Summary: Formalization doesn't magically make these hard problems go away, and in particular a formalization that makes no attempt at actually matching what LLVM optimizations do is pretty much useless -- and what LLVM optimizations do is not self-consistent, so LLVM needs to change before a formalization can have any chance of matching what LLVM does. This requires working closely with the LLVM community.
I agree with the earlier parts of your post, but the last paragraph is highly speculative. What about ((x+3)-x)-3
? Now add other arithmetic and bitwise operations to this, and these questions become quite complicated. You are basically suggesting to turn part of the program into a symbolic computation and decide something about it; I can feel undecidability lurking around the corner. So if the goal is to keep our semantics decidable, I am far from convinced that it is "possible".

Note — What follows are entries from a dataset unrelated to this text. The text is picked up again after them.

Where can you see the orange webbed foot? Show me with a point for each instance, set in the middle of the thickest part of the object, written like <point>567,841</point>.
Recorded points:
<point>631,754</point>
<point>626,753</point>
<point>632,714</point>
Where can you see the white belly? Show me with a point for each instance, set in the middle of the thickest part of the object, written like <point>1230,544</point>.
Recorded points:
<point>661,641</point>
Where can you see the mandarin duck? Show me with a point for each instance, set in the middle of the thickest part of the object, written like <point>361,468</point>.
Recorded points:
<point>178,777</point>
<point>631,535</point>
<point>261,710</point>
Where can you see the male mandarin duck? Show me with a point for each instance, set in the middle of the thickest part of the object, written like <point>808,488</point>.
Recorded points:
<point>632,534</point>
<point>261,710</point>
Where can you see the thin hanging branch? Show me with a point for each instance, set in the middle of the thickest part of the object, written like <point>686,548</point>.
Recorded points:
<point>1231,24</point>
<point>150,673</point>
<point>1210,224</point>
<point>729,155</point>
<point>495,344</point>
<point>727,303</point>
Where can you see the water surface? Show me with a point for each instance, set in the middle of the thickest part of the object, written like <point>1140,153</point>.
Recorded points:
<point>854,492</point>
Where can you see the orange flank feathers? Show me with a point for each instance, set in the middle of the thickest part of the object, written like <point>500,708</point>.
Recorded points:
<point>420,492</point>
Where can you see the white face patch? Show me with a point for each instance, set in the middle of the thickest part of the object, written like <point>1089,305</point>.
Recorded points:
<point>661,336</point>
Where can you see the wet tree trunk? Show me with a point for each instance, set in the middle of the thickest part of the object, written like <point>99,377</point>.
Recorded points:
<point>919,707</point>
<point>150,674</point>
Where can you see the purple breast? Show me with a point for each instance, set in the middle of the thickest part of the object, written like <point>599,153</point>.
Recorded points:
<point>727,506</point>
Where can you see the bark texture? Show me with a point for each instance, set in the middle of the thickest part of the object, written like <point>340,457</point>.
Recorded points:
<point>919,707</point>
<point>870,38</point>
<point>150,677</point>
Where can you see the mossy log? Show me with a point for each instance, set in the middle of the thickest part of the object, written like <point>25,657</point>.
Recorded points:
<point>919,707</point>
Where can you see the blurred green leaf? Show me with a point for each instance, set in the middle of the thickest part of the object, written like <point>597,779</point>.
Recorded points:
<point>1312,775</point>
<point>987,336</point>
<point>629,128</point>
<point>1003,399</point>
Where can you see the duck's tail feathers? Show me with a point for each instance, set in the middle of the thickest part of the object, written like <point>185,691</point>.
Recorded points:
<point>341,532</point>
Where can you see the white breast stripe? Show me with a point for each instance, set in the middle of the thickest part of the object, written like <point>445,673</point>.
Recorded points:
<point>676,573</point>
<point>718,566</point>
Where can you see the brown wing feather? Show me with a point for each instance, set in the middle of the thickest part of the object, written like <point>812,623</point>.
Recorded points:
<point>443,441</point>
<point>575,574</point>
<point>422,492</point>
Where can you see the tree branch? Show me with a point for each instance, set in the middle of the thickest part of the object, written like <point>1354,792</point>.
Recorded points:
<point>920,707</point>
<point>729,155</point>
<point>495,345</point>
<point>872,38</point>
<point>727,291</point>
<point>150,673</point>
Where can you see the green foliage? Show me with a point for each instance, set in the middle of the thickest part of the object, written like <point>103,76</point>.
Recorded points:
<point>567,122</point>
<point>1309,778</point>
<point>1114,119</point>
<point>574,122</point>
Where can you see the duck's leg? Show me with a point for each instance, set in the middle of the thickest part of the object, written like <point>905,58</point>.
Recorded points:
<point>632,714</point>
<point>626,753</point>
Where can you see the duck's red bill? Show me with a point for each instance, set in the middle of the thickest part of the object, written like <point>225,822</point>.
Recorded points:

And that is not even considering the problem of tracking this symbolic computation through memory or whatever other means of communication there are. How are symbolic names even assigned to values at runtime? What if the program writes x
to a file and reads the content back as y
and then computes x-y
? Your proposal raises more questions than it answers.
It seems much more acceptable to lose such transformations (converting between control and data dependencies, arithmetic simplifications) on pointer types than on integers (and you seem to agree, based on your last post). That's why I think "provenance on pointers only" is a reasonable trade-off.